Borger created entirely new or extensively revised subtitles for films by directors including Jean Renoir (“Grand Illusion”) and Jean-Luc Godard (“Breathless,” “Contempt,” “Une femme est une femme”), Jules Dassin (“Rififi”) and Jean-Pierre Melville (“Army of Shadows,” “Le Doulos”).
He was instrumental in unearthing rare and missing French films, and discovered the nitrate camera negative of Raymond Bernard’s “The Chess Player,” which he found in the East German Film Archives after it had been hidden by the Nazi occupiers of France. In Prague, he uncovered Czech distribution prints of Henri Fescourt’s “Monte-Cristo.”
In demand as a French film scholar and historian, he programmed rare French films for Italy’s Pordenone Silent Film Festival and co-curated a retrospective on Julien Duvivier for the Museum of Modern Art in New York.
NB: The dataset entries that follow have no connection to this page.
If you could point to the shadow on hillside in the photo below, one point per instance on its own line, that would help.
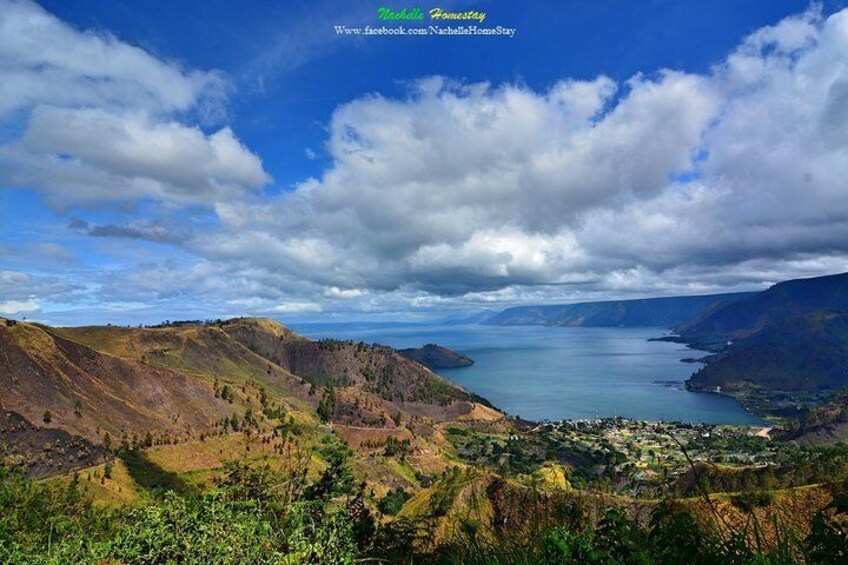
(151, 476)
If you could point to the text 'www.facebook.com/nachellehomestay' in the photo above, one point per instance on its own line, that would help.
(432, 30)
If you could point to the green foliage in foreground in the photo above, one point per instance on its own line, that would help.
(256, 516)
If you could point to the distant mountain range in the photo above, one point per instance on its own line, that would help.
(782, 301)
(774, 347)
(665, 312)
(437, 357)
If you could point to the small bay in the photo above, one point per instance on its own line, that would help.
(543, 373)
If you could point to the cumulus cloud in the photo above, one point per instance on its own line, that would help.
(667, 183)
(105, 121)
(588, 187)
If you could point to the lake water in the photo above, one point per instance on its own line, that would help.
(545, 373)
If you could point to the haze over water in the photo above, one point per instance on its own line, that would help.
(545, 373)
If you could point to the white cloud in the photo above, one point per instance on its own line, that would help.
(19, 306)
(587, 188)
(44, 60)
(104, 120)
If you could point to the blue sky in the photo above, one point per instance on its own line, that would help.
(164, 160)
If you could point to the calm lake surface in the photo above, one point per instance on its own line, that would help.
(545, 373)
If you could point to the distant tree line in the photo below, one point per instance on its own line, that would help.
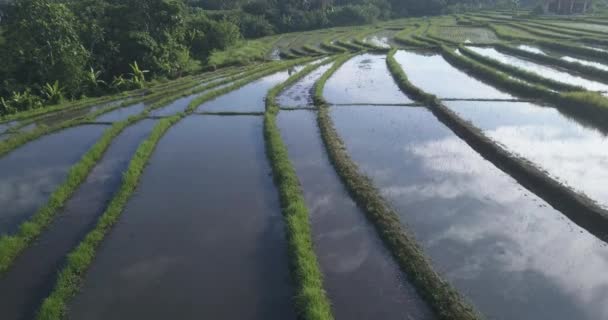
(52, 49)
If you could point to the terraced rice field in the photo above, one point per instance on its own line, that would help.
(393, 171)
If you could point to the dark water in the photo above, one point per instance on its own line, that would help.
(61, 116)
(249, 98)
(571, 153)
(121, 114)
(545, 71)
(299, 94)
(181, 104)
(203, 236)
(33, 274)
(364, 79)
(29, 174)
(511, 254)
(362, 280)
(434, 75)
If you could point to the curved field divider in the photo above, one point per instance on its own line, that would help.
(579, 208)
(70, 277)
(591, 107)
(311, 299)
(520, 73)
(445, 301)
(583, 70)
(54, 306)
(12, 245)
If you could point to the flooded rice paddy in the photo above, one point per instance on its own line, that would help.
(568, 151)
(361, 278)
(545, 71)
(364, 79)
(503, 247)
(29, 174)
(249, 98)
(431, 73)
(299, 95)
(216, 250)
(33, 275)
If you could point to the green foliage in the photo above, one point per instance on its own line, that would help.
(311, 299)
(53, 93)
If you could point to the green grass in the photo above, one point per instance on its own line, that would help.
(443, 299)
(79, 260)
(311, 299)
(583, 70)
(590, 107)
(518, 72)
(11, 246)
(243, 53)
(54, 306)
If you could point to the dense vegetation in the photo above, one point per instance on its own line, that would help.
(57, 49)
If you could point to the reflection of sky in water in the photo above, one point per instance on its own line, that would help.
(575, 155)
(567, 58)
(121, 114)
(541, 70)
(433, 74)
(509, 252)
(361, 277)
(531, 49)
(250, 97)
(364, 79)
(380, 41)
(586, 63)
(299, 95)
(30, 174)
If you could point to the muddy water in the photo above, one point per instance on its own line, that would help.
(571, 153)
(434, 75)
(362, 280)
(541, 70)
(249, 98)
(203, 236)
(59, 117)
(364, 79)
(34, 273)
(121, 114)
(594, 64)
(299, 95)
(510, 253)
(29, 174)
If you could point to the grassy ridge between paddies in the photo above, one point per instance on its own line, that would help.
(79, 260)
(161, 97)
(583, 70)
(54, 307)
(443, 299)
(519, 72)
(12, 245)
(591, 107)
(18, 140)
(579, 208)
(311, 299)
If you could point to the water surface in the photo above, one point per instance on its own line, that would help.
(569, 152)
(364, 79)
(30, 173)
(249, 98)
(431, 73)
(544, 71)
(203, 236)
(122, 114)
(34, 273)
(503, 247)
(299, 95)
(362, 280)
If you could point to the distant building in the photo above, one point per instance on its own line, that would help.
(566, 6)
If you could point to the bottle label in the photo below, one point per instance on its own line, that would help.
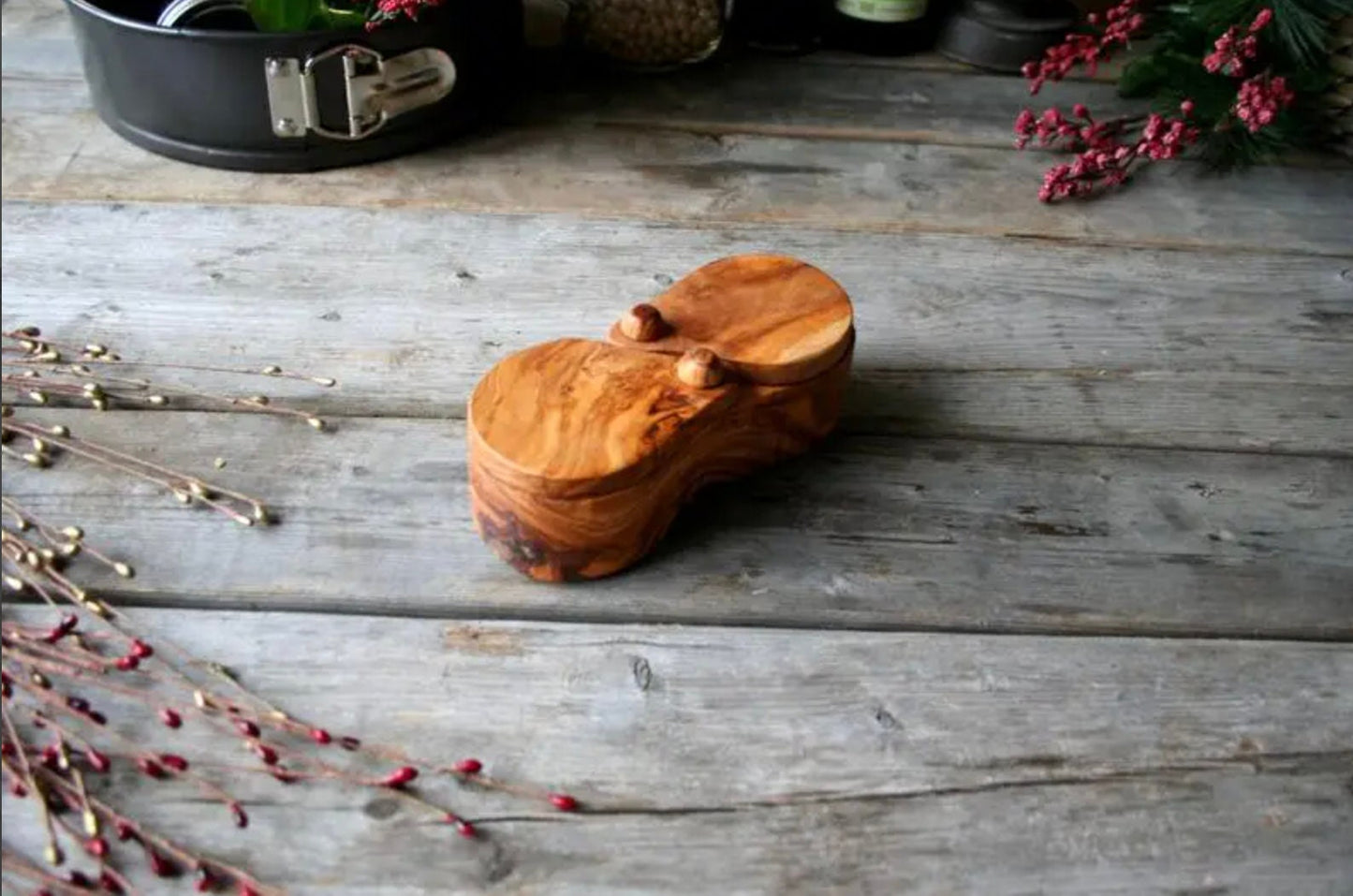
(882, 9)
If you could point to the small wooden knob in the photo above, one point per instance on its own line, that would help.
(643, 324)
(699, 368)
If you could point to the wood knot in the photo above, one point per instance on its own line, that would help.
(701, 368)
(643, 324)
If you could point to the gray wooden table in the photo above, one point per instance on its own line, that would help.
(1065, 607)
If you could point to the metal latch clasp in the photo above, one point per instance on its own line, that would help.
(376, 88)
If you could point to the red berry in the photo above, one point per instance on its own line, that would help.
(239, 813)
(399, 777)
(151, 768)
(173, 761)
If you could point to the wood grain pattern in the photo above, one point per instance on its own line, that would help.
(582, 452)
(969, 337)
(792, 762)
(866, 532)
(772, 319)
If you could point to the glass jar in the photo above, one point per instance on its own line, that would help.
(881, 27)
(651, 34)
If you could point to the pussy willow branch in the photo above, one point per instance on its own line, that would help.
(61, 681)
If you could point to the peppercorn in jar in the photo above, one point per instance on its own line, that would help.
(651, 33)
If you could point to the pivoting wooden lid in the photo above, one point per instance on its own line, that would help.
(769, 318)
(580, 416)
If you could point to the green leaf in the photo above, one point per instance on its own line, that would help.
(285, 15)
(1140, 78)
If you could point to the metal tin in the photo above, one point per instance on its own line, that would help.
(1003, 36)
(207, 96)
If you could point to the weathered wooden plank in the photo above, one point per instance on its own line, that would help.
(751, 761)
(957, 336)
(865, 532)
(609, 172)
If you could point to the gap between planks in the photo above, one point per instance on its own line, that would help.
(184, 600)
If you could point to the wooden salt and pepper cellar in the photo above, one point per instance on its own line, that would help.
(582, 452)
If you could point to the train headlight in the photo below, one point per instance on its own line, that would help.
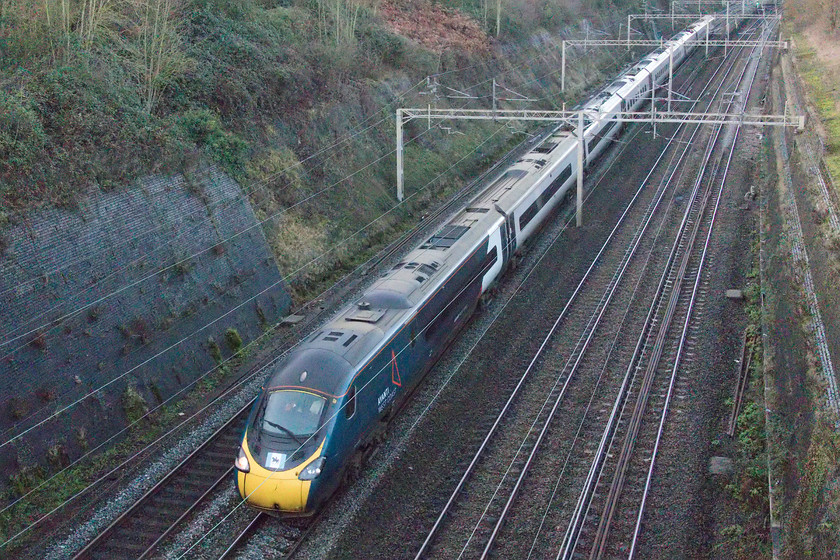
(312, 470)
(241, 462)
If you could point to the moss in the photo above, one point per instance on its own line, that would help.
(25, 479)
(214, 349)
(233, 340)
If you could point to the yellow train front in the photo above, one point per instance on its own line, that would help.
(282, 465)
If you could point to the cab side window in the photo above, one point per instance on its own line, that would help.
(350, 407)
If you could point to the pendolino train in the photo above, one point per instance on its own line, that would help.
(325, 406)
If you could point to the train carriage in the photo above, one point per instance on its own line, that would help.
(324, 406)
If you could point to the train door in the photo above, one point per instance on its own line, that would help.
(508, 235)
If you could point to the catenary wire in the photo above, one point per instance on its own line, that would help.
(432, 181)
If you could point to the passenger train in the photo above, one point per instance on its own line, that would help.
(326, 405)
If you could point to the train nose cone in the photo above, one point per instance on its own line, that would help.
(274, 491)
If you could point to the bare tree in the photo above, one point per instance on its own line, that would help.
(157, 51)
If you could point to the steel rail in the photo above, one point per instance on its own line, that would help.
(612, 289)
(242, 535)
(576, 523)
(447, 507)
(638, 414)
(660, 430)
(740, 384)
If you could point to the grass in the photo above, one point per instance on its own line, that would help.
(258, 88)
(823, 88)
(76, 478)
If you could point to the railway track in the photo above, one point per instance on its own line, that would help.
(136, 533)
(161, 511)
(484, 499)
(613, 499)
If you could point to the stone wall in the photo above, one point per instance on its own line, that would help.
(124, 291)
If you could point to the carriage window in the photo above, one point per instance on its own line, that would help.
(350, 407)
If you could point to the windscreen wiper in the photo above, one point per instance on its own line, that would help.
(287, 430)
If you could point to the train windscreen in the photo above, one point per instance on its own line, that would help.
(292, 413)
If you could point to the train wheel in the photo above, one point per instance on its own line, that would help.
(353, 470)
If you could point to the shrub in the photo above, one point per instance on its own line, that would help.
(213, 348)
(134, 405)
(234, 341)
(202, 126)
(21, 133)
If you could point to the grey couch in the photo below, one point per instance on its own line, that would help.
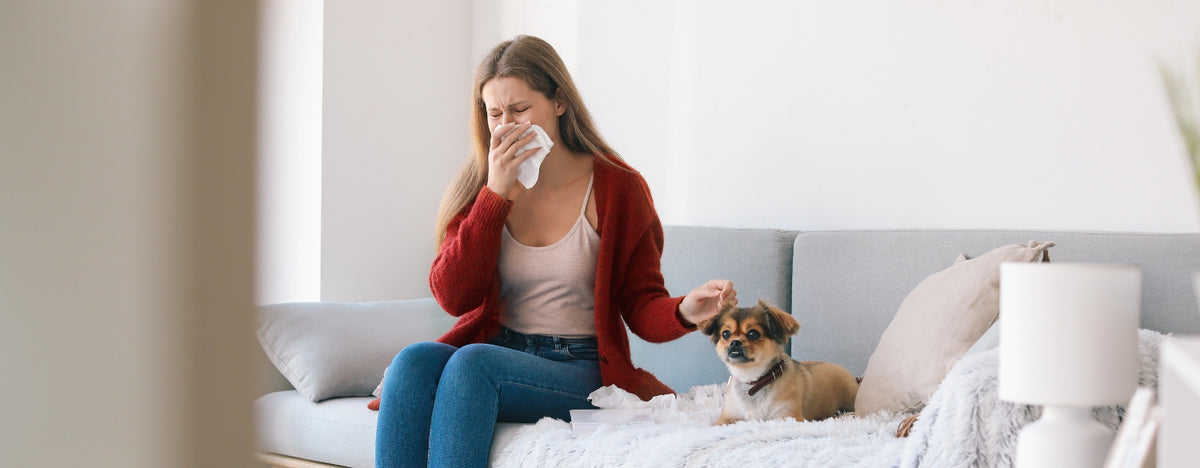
(844, 287)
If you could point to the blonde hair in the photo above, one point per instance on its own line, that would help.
(534, 61)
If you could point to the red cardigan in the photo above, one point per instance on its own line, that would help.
(629, 286)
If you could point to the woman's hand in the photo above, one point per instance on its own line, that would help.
(706, 300)
(503, 160)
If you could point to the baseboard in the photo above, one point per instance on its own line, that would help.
(283, 461)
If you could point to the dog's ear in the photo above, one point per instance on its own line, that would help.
(712, 325)
(777, 323)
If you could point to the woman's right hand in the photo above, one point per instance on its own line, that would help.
(503, 159)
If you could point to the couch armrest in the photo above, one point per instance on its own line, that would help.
(335, 349)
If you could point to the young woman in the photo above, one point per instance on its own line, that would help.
(544, 280)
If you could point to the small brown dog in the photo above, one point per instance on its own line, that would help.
(765, 382)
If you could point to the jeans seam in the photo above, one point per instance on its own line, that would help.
(562, 393)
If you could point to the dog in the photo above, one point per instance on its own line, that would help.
(765, 382)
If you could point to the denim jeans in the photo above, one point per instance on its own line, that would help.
(439, 403)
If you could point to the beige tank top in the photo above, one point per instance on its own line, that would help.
(551, 291)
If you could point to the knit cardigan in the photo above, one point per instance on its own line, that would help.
(629, 287)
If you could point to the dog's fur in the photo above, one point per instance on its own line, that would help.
(750, 341)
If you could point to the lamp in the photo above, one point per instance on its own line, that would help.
(1068, 340)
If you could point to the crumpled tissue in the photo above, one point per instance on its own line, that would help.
(528, 171)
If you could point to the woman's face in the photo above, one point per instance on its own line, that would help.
(508, 100)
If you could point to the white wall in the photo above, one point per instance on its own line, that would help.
(289, 150)
(397, 91)
(126, 233)
(921, 114)
(775, 114)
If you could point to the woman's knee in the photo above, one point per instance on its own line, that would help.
(420, 358)
(475, 359)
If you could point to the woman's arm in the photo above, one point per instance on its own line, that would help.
(465, 268)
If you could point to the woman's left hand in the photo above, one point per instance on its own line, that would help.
(707, 300)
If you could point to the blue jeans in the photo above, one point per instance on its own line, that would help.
(441, 403)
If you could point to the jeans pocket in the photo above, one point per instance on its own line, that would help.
(580, 351)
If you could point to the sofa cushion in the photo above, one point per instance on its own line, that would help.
(337, 431)
(940, 319)
(334, 349)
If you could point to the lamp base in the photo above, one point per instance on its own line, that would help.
(1065, 437)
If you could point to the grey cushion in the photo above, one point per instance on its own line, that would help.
(849, 285)
(756, 261)
(339, 431)
(333, 349)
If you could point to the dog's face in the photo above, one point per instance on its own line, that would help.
(750, 336)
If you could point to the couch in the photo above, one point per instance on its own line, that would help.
(844, 287)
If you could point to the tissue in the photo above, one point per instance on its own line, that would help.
(528, 171)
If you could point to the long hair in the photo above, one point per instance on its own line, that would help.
(534, 61)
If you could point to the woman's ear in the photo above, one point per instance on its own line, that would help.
(559, 102)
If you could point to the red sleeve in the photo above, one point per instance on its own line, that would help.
(465, 268)
(646, 305)
(649, 311)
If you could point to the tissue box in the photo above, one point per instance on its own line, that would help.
(585, 421)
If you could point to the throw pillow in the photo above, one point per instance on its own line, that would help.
(337, 349)
(940, 319)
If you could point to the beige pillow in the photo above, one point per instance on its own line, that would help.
(935, 325)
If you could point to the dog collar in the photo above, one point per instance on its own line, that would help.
(767, 378)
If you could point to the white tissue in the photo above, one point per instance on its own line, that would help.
(528, 171)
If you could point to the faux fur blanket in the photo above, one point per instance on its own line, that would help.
(964, 425)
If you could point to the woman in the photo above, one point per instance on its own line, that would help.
(543, 280)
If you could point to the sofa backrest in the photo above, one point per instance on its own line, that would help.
(759, 262)
(846, 286)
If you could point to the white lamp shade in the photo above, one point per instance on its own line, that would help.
(1068, 333)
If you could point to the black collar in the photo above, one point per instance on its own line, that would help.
(775, 372)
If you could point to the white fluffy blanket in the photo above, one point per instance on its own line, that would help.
(964, 425)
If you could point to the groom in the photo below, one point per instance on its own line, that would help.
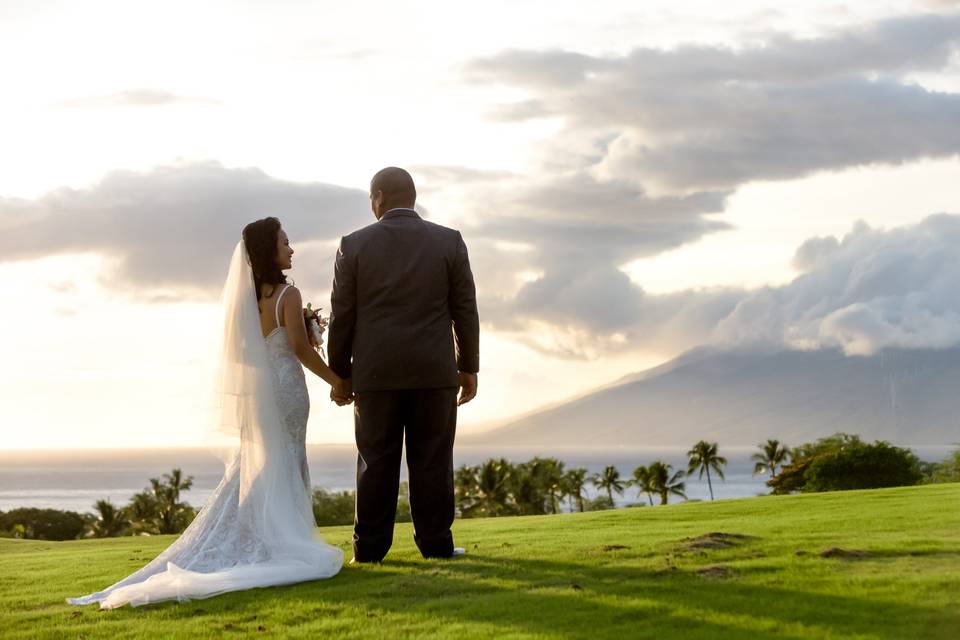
(405, 336)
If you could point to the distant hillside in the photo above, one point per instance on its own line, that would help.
(742, 398)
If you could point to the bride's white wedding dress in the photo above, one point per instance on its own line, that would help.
(257, 529)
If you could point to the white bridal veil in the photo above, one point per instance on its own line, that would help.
(257, 528)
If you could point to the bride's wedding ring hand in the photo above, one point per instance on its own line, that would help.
(342, 392)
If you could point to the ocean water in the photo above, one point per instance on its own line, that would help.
(75, 480)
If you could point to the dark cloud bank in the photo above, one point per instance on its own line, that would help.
(653, 144)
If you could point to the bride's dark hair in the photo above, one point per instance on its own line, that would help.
(260, 239)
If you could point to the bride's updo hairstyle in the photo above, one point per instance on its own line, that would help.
(260, 239)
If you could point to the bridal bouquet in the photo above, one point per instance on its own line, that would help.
(315, 324)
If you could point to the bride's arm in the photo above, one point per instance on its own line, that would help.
(292, 309)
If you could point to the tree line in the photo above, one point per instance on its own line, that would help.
(542, 485)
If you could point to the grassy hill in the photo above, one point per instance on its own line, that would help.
(634, 573)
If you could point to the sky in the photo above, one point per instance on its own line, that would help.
(632, 181)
In 2015, he received the Jean Mitry Award from Pordenone and the Mel Novikoff Award for enhancing the appreciation of world cinema from the San Francisco Film Festival.
“The work of interpreting dialogue for subtitles is a critical but unexamined art that can have a huge impact on an audience’s appreciation of a film,” said Rachel Rosen, San Francisco Film Society’s director of programming. “Lenny Borger’s stellar work making French cinema come to life for English-speaking audiences and his passion for bringing lost classics back to the screen make him a true behind-the-scenes hero of world cinema.”